An internal state-machine is used for checking consumer consistency. These checks can be disabled with EnableChecks.
For convenience, optionally lowercases terms that it outputs.

MockUTF16TermAttributeImpl

Extension of Lucene.Net.Analysis.TokenAttributes.CharTermAttribute that encodes the term text as UTF-16 bytes instead of as UTF-8 bytes.
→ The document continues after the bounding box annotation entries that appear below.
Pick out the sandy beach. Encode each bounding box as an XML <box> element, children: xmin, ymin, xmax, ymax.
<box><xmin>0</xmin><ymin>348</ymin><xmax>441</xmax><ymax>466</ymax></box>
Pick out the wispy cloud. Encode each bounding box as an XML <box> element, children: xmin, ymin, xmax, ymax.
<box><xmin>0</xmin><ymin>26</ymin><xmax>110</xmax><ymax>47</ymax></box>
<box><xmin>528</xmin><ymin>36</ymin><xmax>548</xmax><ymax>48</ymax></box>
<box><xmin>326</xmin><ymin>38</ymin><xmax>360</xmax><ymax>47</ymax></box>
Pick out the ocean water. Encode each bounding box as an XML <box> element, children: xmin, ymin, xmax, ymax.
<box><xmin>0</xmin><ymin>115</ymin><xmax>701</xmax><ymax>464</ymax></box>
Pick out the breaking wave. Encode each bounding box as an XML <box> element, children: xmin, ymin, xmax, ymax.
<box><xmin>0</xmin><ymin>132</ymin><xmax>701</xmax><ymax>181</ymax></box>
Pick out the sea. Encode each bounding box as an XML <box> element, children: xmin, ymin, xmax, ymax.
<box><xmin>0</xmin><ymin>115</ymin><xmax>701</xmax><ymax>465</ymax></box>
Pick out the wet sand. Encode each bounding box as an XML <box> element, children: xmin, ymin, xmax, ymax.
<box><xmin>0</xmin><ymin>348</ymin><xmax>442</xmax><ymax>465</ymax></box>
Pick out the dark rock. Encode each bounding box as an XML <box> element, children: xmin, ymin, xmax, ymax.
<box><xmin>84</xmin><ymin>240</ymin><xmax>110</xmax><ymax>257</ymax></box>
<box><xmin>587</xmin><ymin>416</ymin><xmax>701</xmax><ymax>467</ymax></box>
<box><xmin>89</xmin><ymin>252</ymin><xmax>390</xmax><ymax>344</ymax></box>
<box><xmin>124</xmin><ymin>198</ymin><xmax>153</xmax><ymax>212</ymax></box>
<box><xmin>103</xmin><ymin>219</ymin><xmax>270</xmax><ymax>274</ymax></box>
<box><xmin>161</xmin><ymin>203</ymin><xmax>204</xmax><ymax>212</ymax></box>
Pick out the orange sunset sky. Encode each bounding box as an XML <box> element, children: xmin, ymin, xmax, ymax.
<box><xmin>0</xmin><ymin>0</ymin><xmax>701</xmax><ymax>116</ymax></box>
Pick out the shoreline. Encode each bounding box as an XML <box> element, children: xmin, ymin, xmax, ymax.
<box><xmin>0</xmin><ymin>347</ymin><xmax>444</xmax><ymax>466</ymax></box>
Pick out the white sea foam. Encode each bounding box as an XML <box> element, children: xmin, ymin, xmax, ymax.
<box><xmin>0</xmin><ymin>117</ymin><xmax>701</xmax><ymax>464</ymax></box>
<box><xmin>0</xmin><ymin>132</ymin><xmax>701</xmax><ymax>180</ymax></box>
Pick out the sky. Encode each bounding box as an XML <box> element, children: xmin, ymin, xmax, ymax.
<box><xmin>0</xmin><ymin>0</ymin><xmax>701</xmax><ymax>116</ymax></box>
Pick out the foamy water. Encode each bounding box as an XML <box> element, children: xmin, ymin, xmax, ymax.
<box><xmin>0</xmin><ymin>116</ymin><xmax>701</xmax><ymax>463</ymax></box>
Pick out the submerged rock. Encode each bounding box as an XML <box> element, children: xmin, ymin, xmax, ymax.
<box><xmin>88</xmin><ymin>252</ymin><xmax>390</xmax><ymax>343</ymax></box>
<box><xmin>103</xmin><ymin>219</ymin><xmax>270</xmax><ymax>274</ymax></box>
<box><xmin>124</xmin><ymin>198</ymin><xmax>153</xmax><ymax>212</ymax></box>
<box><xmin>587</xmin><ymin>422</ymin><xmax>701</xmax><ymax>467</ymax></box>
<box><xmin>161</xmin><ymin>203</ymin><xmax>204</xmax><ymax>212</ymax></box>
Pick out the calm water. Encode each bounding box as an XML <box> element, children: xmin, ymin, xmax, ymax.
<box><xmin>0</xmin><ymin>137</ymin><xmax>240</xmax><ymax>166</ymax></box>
MockVariableLengthPayloadFilter

Lucene.Net.Analysis.TokenFilter that adds random variable-length payloads.

TokenStreamToDot

Consumes a Lucene.Net.Analysis.TokenStream and outputs the dot (graphviz) string (graph).

ValidatingTokenFilter

A Lucene.Net.Analysis.TokenFilter that checks consistency of the tokens (eg offsets are consistent with one another).

VocabularyAssert

Utility class for doing vocabulary-based stemming tests.

Interfaces

IBinaryTermAttribute

An attribute extending Lucene.Net.Analysis.TokenAttributes.ITermToBytesRefAttribute but exposing BytesRef property.

ICheckClearAttributesAttribute

Attribute that records if it was cleared or not. this is used for testing that Lucene.Net.Util.AttributeSource.ClearAttributes() was called correctly.